You can visualise the model outputs producded with
poetry run visualise_slice --target_depth 0 --animation_speed 100 --data_file predicted_temperatures_numpy.nc
Of note is that the file predicted_temperatures_numpy.nc
is generated during the execution of the above command for the script diffusion_numpy
. This will then generate a new interactive HTML file output/predicted_temperature_2d_interactive.html
.
Running With CuPy
As the same code has been wrote in CuPy you can experiment with the difference between CPU and GPU code with the following:
poetry run diffusion_cupy --num_timesteps 100
The above command will run the 3D diffusion model using the CuPy version of the code for 100 timesteps. Once the execution has finished then a report will be provided concerning the time taken for execution. When running on an NVIDIA A40 GPU, the execution outputs:
CuPy model completed in 171.9884 seconds. Average time per timestep: 1.7199 seconds.
You can visualise the model outputs producded with
poetry run visualise_slice --target_depth 0 --animation_speed 100 --data_file predicted_temperatures_cupy.nc
Of note is that the file predicted_temperatures_numpy.nc
is generated during the execution of the above command for the script diffusion_numpy
. This will then generate a new interactive HTML file output/predicted_temperature_2d_interactive.html
.
Performance Comparison: CPU vs GPU
Overall Speedup
- CPU runtime: 489 seconds
- GPU runtime: 171.9884 seconds
- Speedup factor:
[ \text{Speedup} = \frac{\text{CPU time}}{\text{GPU time}} = \frac{489}{171.9884} \approx 2.84 ]
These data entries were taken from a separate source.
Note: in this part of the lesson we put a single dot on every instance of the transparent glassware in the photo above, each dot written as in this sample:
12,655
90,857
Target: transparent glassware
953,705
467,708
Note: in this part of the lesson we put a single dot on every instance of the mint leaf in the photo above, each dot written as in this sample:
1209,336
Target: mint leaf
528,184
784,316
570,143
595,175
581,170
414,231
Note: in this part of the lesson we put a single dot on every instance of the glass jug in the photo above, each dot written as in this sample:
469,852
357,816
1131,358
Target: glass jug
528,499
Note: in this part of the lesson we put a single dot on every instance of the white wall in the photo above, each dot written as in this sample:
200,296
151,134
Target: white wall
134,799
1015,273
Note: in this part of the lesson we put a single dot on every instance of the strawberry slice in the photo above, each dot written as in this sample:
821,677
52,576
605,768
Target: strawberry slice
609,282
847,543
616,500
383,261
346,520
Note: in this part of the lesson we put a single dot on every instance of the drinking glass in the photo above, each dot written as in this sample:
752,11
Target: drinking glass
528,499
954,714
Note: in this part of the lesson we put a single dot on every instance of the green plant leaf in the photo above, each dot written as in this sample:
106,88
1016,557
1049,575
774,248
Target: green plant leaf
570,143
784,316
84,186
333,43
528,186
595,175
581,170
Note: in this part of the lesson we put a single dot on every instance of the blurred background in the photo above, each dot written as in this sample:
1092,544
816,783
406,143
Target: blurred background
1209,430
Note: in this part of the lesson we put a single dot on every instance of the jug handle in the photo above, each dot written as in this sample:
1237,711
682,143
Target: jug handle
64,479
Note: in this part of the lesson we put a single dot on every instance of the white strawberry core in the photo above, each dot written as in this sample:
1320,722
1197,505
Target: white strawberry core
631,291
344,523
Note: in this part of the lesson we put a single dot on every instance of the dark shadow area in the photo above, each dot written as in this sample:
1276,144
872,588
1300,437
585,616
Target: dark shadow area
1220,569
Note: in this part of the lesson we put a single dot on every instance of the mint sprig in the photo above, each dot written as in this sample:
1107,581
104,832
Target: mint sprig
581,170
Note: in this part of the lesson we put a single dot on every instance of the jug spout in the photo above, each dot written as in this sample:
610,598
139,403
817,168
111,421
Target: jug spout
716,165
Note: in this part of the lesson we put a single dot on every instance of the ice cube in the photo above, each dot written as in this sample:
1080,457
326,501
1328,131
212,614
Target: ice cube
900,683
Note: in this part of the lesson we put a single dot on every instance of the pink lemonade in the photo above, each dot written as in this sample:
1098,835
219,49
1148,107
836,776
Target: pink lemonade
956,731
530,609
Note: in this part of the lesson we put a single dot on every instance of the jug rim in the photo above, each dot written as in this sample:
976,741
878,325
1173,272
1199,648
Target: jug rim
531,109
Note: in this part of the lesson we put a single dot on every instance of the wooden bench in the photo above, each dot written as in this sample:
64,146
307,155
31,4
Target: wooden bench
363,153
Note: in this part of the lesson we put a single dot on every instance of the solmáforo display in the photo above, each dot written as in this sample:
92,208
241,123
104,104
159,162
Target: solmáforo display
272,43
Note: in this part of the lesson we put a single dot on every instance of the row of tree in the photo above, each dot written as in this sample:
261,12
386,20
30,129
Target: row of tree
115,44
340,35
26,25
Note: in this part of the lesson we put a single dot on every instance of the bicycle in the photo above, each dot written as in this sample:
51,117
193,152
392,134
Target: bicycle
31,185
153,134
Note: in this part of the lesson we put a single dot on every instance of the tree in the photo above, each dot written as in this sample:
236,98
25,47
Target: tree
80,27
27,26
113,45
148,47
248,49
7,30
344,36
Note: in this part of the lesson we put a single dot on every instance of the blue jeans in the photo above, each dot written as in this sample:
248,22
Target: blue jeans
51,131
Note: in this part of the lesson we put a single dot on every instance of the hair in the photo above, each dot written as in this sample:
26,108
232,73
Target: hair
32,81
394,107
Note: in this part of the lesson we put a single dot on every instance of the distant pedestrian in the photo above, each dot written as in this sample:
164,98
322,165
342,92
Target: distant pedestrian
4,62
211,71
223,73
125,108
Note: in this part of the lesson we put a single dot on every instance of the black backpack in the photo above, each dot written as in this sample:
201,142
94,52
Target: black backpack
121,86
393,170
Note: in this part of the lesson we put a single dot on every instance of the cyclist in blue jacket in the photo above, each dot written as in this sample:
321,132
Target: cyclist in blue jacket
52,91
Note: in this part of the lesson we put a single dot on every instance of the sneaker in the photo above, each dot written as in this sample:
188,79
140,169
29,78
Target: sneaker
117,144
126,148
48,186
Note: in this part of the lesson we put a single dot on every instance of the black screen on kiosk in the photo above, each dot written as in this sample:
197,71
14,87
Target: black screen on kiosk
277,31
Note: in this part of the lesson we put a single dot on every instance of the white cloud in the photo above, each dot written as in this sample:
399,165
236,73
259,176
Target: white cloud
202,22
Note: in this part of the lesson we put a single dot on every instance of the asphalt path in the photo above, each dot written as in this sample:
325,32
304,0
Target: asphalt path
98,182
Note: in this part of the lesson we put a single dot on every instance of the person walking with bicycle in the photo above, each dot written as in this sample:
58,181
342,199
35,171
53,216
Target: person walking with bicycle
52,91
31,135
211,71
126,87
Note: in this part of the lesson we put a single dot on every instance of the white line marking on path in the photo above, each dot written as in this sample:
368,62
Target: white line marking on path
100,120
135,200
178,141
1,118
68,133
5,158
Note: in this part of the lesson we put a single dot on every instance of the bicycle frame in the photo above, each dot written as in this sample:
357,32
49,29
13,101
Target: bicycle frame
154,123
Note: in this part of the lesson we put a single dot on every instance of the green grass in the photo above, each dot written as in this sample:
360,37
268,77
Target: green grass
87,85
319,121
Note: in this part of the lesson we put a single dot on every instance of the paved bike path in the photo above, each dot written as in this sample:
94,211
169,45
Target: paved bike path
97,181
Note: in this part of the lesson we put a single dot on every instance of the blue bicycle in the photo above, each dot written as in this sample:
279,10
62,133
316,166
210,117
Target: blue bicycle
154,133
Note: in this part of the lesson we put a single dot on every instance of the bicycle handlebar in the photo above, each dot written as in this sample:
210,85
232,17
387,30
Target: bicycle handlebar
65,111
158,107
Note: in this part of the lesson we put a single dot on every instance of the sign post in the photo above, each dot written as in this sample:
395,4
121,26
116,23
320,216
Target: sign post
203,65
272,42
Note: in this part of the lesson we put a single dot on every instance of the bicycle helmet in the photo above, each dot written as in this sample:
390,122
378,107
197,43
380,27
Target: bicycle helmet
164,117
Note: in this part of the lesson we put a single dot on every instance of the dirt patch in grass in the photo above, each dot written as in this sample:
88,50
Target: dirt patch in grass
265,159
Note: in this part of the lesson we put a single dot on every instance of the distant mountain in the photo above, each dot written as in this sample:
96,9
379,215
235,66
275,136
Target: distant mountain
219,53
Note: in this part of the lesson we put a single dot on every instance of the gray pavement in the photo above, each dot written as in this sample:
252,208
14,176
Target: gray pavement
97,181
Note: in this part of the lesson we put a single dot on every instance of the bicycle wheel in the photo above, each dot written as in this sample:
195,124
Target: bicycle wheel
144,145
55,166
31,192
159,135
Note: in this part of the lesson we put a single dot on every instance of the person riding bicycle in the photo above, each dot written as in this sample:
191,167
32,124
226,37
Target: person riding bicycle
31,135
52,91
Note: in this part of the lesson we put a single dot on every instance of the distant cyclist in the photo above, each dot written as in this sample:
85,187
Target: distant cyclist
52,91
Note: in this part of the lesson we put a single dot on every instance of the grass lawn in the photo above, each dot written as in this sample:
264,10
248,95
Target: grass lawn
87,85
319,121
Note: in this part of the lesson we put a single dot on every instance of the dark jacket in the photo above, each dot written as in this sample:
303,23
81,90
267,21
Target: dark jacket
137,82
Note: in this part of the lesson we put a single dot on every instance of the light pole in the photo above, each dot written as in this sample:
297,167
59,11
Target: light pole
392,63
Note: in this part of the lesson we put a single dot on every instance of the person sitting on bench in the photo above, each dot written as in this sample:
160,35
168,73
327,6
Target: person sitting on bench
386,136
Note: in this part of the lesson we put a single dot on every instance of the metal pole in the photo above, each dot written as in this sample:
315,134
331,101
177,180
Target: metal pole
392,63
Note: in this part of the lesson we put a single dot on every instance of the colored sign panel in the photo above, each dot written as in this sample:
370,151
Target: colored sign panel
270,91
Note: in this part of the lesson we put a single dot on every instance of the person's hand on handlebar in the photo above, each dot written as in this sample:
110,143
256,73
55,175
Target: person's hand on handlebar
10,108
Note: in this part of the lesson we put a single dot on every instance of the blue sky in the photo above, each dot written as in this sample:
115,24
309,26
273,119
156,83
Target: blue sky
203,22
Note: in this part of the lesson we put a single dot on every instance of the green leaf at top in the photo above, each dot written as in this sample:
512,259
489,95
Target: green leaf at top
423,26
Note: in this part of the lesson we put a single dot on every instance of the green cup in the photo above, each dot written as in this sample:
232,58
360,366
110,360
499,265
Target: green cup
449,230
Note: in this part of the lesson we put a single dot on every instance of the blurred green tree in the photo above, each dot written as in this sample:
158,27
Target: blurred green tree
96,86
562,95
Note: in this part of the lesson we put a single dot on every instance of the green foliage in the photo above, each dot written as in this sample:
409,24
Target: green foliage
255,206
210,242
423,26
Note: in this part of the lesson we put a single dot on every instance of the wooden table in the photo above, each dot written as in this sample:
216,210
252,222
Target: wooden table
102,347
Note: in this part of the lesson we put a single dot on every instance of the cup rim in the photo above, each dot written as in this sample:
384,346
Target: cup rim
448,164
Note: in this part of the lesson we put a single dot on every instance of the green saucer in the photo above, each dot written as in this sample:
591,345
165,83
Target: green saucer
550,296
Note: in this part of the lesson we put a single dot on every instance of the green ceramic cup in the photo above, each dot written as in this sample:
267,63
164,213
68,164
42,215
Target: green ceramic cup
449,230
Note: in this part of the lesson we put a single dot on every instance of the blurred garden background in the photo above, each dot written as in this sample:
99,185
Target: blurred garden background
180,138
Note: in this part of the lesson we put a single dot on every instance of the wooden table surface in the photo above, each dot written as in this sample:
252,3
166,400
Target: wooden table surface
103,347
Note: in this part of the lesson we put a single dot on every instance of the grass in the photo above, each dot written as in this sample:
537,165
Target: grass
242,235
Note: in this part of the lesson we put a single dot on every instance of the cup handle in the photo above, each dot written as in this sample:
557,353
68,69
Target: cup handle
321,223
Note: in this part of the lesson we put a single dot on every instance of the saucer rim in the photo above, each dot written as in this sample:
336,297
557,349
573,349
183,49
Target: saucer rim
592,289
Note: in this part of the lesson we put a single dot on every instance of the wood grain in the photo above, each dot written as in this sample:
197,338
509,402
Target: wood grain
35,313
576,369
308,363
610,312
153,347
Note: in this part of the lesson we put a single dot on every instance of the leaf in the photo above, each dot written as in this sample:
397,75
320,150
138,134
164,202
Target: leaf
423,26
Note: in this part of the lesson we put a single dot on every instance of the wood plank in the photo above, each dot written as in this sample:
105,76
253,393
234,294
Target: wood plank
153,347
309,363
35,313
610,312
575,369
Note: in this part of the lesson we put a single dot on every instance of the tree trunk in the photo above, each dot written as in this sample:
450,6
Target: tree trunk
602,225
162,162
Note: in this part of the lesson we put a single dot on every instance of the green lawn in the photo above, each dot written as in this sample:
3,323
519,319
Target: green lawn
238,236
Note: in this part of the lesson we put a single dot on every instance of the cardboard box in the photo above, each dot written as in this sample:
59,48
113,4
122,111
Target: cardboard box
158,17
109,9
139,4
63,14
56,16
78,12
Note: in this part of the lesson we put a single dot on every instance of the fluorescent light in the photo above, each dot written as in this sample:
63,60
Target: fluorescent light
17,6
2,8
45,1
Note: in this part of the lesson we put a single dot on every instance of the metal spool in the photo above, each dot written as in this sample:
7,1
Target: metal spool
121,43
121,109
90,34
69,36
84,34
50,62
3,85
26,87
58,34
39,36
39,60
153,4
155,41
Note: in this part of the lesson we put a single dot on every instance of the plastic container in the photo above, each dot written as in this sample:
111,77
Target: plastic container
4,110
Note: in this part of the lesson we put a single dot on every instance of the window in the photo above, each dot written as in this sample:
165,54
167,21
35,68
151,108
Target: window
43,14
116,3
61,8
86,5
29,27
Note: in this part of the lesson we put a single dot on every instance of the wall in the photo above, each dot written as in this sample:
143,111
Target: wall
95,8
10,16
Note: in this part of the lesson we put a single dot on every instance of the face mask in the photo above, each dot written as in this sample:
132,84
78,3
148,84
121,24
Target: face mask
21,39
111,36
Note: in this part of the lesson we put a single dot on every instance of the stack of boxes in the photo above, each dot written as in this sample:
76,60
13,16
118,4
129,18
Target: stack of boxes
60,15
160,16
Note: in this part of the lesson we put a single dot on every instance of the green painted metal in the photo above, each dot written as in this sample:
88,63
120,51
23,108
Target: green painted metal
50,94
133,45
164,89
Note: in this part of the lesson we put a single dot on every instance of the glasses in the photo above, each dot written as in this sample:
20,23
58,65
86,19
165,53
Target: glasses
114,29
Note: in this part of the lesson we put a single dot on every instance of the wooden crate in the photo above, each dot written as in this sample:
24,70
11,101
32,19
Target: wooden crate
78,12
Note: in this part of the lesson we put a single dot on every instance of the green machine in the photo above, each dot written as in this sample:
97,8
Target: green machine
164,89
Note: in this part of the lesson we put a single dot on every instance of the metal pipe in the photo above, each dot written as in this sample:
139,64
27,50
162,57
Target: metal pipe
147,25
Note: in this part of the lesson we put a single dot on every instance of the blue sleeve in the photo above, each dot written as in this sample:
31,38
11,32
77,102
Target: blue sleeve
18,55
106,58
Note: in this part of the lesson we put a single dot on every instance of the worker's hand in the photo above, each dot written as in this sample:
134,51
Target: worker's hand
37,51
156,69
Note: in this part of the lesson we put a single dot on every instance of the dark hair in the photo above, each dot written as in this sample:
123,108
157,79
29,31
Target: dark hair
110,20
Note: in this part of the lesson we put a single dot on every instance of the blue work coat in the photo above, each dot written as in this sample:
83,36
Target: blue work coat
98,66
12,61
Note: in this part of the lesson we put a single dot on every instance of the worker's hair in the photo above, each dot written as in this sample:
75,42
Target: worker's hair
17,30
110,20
The GPU completed the task approximately 2.84 times faster than the CPU.
Per-Timestep Speedup
- CPU average timestep: 4.9 seconds
- GPU average timestep: 1.7199 seconds
- Speedup factor per timestep:
[ \text{Speedup per timestep} = \frac{\text{CPU timestep}}{\text{GPU timestep}} = \frac{4.9}{1.7199} \approx 2.85 ]
On a per-timestep basis, the GPU is about 2.85 times faster.
Efficiency Observation
- The consistent speedup factor (both overall and per timestep) suggests that the GPU effectively parallelizes computations without significant overhead from data transfer or kernel launches.
Implications
- Computational Efficiency:
Using a GPU provides substantial performance gains, especially for tasks with repetitive, parallelizable computations such as numerical modeling or simulations. - Observed Speedup (~2.84x improvement) suggests:
- The task is well-suited for GPU acceleration.
- Full potential of the GPU might not yet be realized due to:
- Limited parallelism in the workload.
- Overheads from memory transfers between CPU and GPU.
- Suboptimal use of GPU-specific optimizations.
The GPU's performance significantly outpaces the CPU for this task, reducing runtime by approximately 65%. Of note is that this approach is simply a direct move from NumPy to CuPy which represents a minimal amount of effort. Further optimization of the GPU code could enhance performance and exploit its full potential, leveraging on known time intensive tasks for GPUs such as data transfer.